Two Rights Don’t Quite Make a Wrong

A CD/DVD collaboration four years in the making from ambient techno duo Plaid and visual artist Bob Jaroc, Greedy Baby illustrates the difficulty of releasing music in conjunction with other media. A book or videos may make a set of songs “that much better,” but if one part or the other is spotty where does that leave the value of the package as a whole?

Ed Handley and Andy Turner’s long fascination with aloof vibrato sounds accounts for some of this album’s best work. Birds dominate some of their Jaroc visuals, germs of ideas that eventually envelop song and viewer alike — a morphing abstract line drawing for the perky “The Launching of Big Face,” and manipulated flocks of thousands in a meditation on direction called “To.”

With Jaroc as a co-creator Plaid also travels decidedly darker paths. “I Citizen the Loathsome,” written like an Orbital song that keeps stalling out, devolves into guitar sludge as Jaroc’s revolving cityscapes reveal two creepy parting shots. He saves the meandering “Zn Zero,” using it to find small synchronicities in footage of urban Japan.

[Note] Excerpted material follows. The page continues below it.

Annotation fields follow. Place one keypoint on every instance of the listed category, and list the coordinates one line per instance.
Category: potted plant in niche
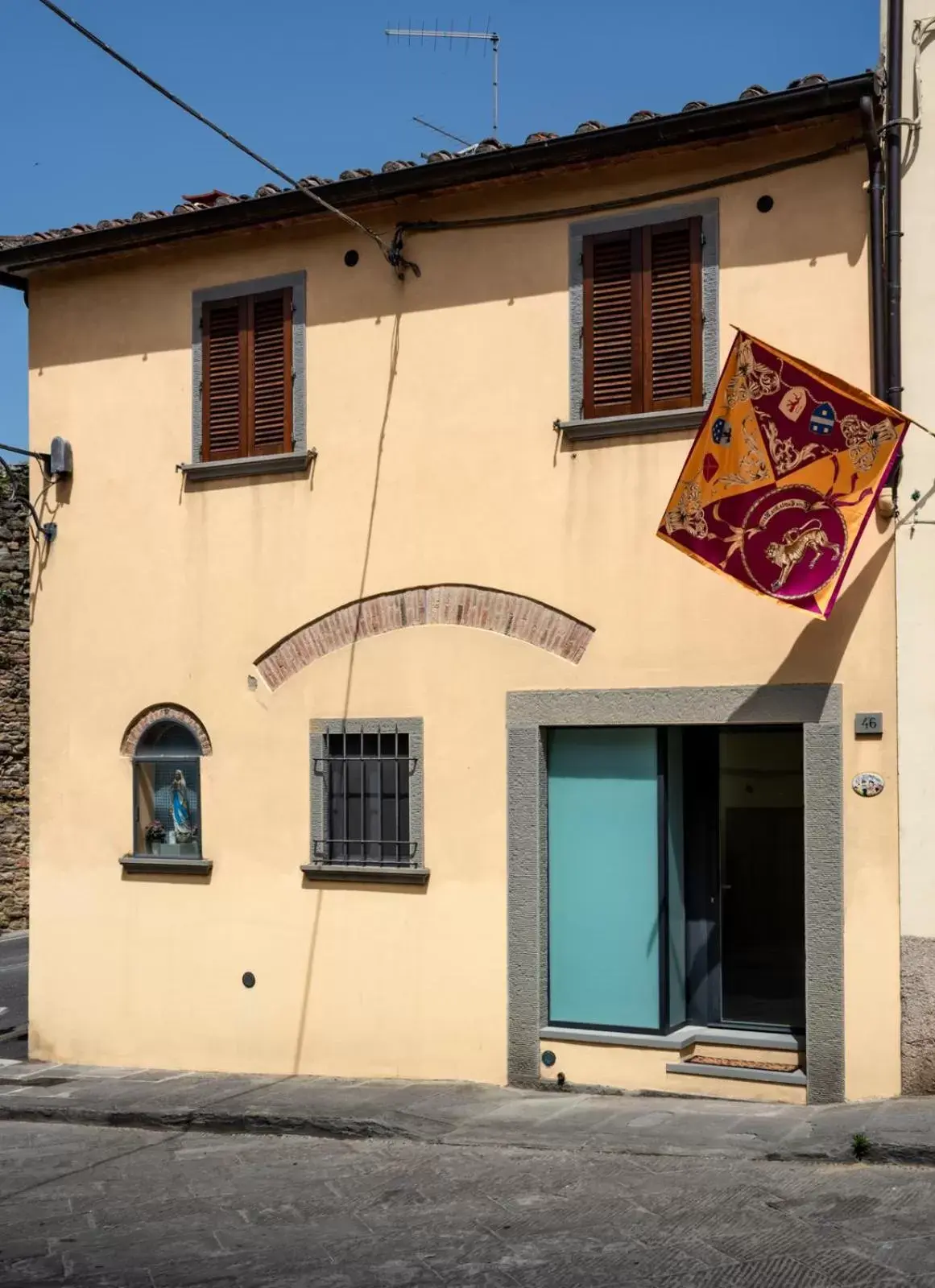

Jaroc has his intrusive moments, however. “War Dialer” assembles sound found by the titular hacker’s tool into ghostly malevolence, yet a simplistic, colorful animation negates its power. He also does little but mimic spinning Vari-Lites in “Super Positions,” about as booming a dance track as Plaid can bring.

Rounded out by some extra videos and two overwrought spectacles (“E.M.R,” an allegory on the four elements, and the Mexican wrestling tale “The Return of Super Barrio”), Greedy Baby is a fearless collection of sensory experiences sadly perforated by inconsistency. It’s no failure, but for all their effort Plaid and Bob Jaroc don’t attain greatness here, they merely approach it.